Reads a .docx file as raw paragraphs, applies in-function redaction, and writes a redacted file. No speaker/text data.frame is created; the document is treated as a sequence of paragraphs. You can choose the output format (DOCX/TXT/VTT) via out_format similar to ghost_vtt() and ghost_batch().

Usage

ghost_docx(
  filepath,
  interviewers,
  interviewees = character(),
  redact_other = character(),
  redact_interviewer = FALSE,
  include_common_names = FALSE,
  redacted_token = "[REDACTED]",
  add_blank_line_between_turns = TRUE,
  output_path = NULL,
  suffix = "_redacted",
  out_format = c("docx", "txt", "vtt"),
  report_redacted = FALSE
)

Arguments

filepath

Path to a .docx file.

interviewers

Character vector of interviewer names.

interviewees

Character vector of interviewee/participant names.

redact_other

Other words/phrases to redact.

redact_interviewer

If TRUE, also redact interviewer names.

include_common_names

If TRUE, also redact a default list of common names (e.g., top US baby names, if available via ghosted::common_names_default).

redacted_token

Replacement token used for redactions (names and other phrases).

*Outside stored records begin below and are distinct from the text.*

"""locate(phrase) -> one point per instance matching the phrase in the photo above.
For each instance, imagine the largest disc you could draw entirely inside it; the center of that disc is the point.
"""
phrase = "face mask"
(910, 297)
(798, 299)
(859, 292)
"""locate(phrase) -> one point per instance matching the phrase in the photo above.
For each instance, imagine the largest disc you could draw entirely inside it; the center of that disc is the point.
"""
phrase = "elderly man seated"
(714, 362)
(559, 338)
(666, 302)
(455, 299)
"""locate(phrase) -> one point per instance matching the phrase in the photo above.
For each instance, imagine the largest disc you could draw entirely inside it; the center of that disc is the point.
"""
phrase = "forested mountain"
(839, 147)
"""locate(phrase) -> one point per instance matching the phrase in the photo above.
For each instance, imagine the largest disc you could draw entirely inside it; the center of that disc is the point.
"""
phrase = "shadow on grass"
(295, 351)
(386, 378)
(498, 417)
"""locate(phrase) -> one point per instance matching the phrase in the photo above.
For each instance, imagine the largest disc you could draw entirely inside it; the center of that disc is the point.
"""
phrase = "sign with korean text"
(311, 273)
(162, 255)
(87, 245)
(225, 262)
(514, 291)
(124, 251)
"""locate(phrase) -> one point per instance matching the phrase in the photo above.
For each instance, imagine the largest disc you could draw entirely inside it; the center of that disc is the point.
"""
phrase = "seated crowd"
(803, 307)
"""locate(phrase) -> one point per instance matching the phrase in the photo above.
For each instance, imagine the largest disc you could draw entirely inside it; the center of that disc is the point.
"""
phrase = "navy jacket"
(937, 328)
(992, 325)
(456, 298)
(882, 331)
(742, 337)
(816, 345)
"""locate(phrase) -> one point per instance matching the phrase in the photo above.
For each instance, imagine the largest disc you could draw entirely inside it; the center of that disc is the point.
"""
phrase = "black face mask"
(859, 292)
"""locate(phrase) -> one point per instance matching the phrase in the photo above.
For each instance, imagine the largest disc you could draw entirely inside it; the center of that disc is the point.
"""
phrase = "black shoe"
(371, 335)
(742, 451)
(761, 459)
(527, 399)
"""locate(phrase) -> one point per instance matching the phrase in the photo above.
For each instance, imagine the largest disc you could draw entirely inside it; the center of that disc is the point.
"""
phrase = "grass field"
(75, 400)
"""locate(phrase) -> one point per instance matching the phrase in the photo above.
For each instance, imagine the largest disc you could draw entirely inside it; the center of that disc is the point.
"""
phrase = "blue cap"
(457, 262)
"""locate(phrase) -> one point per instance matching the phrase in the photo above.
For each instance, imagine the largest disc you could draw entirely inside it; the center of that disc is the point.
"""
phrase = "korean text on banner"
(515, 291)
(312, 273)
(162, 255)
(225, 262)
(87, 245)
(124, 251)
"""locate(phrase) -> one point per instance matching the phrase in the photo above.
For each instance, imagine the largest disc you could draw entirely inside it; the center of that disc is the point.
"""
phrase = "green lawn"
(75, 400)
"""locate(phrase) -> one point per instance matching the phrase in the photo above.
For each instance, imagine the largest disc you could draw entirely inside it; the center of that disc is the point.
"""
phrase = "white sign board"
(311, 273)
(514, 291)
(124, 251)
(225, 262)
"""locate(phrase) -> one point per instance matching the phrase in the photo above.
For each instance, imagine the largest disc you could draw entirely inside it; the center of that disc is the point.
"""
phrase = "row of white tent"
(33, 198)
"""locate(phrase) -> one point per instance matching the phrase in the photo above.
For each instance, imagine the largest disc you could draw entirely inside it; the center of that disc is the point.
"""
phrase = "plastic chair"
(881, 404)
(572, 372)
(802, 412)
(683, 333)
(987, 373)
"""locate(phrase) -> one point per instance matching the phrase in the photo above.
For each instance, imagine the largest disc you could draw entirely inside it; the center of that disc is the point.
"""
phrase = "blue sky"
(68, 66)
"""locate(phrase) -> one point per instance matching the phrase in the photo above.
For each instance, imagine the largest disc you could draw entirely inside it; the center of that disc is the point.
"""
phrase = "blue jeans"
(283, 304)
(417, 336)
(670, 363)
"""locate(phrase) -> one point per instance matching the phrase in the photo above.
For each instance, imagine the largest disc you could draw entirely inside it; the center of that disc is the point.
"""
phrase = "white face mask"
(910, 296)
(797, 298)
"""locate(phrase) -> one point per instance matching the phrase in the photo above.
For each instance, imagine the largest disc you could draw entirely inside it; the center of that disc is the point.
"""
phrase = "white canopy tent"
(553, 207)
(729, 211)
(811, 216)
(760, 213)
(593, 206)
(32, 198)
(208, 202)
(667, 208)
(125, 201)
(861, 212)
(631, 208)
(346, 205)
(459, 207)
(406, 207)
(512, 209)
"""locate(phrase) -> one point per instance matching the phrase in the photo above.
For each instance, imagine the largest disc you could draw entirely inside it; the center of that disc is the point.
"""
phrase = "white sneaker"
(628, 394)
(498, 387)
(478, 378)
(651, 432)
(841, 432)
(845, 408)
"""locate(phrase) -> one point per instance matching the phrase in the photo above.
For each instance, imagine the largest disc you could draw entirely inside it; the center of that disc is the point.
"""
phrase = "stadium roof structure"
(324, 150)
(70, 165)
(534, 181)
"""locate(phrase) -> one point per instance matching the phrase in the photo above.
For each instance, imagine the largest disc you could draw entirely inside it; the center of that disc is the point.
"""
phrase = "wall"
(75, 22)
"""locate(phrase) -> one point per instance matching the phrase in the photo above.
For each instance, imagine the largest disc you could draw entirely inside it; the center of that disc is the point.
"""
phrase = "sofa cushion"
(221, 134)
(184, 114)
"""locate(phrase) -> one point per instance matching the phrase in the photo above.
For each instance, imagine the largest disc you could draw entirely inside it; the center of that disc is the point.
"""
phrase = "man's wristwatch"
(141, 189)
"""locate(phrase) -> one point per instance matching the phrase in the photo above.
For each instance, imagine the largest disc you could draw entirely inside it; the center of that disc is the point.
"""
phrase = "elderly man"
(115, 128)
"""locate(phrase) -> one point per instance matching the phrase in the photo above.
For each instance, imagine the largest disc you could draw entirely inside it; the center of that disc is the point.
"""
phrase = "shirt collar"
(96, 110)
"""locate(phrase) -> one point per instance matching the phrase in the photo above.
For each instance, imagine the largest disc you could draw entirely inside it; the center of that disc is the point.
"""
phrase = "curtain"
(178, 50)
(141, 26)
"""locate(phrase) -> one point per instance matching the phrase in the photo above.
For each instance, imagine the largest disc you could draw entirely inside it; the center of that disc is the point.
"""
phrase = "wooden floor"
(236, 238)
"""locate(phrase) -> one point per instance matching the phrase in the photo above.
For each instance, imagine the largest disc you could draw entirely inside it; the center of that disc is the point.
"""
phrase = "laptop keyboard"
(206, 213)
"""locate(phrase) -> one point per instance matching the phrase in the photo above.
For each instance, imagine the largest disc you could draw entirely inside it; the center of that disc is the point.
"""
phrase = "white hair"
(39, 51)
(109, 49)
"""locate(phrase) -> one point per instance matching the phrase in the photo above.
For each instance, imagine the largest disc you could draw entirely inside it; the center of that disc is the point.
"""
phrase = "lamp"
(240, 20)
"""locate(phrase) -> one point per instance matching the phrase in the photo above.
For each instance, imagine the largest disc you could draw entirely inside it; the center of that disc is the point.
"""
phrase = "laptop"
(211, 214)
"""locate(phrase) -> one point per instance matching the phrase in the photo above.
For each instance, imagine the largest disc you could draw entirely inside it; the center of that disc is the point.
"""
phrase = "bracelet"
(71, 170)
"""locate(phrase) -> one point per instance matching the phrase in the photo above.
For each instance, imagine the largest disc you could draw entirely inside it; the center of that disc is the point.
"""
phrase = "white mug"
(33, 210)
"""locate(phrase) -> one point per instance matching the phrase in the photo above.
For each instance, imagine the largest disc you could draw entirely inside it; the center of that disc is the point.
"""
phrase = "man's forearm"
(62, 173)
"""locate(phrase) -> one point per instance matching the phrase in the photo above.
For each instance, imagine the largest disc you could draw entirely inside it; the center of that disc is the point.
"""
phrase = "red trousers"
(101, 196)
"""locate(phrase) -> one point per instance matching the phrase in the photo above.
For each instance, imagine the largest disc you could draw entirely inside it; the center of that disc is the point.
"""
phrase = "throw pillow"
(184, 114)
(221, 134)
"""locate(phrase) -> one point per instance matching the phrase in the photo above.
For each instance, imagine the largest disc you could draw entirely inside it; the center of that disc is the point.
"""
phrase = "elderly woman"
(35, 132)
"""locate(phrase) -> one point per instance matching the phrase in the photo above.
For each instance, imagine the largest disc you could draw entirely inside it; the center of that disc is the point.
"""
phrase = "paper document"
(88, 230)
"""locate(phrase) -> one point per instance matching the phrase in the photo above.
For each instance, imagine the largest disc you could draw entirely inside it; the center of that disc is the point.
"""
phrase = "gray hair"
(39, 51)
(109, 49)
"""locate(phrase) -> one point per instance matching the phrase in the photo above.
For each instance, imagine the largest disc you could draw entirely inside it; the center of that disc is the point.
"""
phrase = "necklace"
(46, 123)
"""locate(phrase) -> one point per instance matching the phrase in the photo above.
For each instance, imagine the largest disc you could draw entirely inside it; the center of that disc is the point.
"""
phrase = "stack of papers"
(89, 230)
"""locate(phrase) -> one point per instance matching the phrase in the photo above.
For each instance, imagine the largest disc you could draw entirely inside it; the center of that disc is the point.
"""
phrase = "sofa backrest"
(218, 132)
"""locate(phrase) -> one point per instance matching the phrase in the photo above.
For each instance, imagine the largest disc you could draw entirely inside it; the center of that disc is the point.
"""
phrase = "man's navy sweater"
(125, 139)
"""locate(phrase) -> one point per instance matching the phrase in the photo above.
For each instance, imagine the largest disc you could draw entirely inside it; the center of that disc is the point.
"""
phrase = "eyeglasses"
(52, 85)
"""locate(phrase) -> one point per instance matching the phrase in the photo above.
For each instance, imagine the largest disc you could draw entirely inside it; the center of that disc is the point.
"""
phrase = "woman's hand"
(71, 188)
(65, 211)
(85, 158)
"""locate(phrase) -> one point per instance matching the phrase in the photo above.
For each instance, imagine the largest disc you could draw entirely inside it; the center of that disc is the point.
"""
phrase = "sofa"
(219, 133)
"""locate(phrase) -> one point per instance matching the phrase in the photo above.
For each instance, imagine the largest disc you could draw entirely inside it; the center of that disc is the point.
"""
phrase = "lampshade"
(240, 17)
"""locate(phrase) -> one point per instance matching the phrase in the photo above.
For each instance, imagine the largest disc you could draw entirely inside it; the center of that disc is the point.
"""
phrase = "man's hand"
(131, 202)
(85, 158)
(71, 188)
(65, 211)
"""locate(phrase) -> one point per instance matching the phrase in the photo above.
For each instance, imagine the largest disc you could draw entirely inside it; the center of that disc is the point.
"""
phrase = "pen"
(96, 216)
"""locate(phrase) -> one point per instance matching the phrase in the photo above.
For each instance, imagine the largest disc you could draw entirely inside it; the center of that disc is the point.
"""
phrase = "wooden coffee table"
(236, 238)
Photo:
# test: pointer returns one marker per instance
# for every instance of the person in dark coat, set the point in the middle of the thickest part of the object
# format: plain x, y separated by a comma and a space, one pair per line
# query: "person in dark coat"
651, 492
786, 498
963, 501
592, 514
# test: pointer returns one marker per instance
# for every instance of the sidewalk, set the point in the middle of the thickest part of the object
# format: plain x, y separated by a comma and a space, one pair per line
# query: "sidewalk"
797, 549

add_blank_line_between_turns

Logical; for TXT/DOCX outputs when converting formats, insert a blank line between turns. This does not affect DOCX→DOCX.

output_path

Path for the redacted file. If NULL (default), set to the same directory and base name as filepath with _redacted before the extension. The extension is chosen based on out_format (e.g. report.docx -> report_redacted.docx for out_format = "docx", or report_redacted.txt / report_redacted.vtt otherwise).

suffix

Suffix to append to the base filename (default: "_redacted"). Only used when output_path is NULL.

out_format

One of "docx", "txt", or "vtt" controlling the output file type. Defaults to "docx".

report_redacted

If TRUE, print to the R console which phrases were found and redacted (names and other).

Value

The path to the written output file (invisibly).

Examples

# Writes report_redacted.docx in same folder, returns path:
# ghost_docx("report.docx", interviewers = "Dr. Smith", interviewees = "Jane Doe")
# Write as TXT instead of DOCX:
# ghost_docx("report.docx", interviewers = "Dr. Smith", interviewees = "Jane Doe",
#   out_format = "txt")
# With common names and redaction report:
# ghost_docx("report.docx", interviewers = "Dr. Smith", interviewees = "Jane Doe",
#   include_common_names = TRUE, report_redacted = TRUE)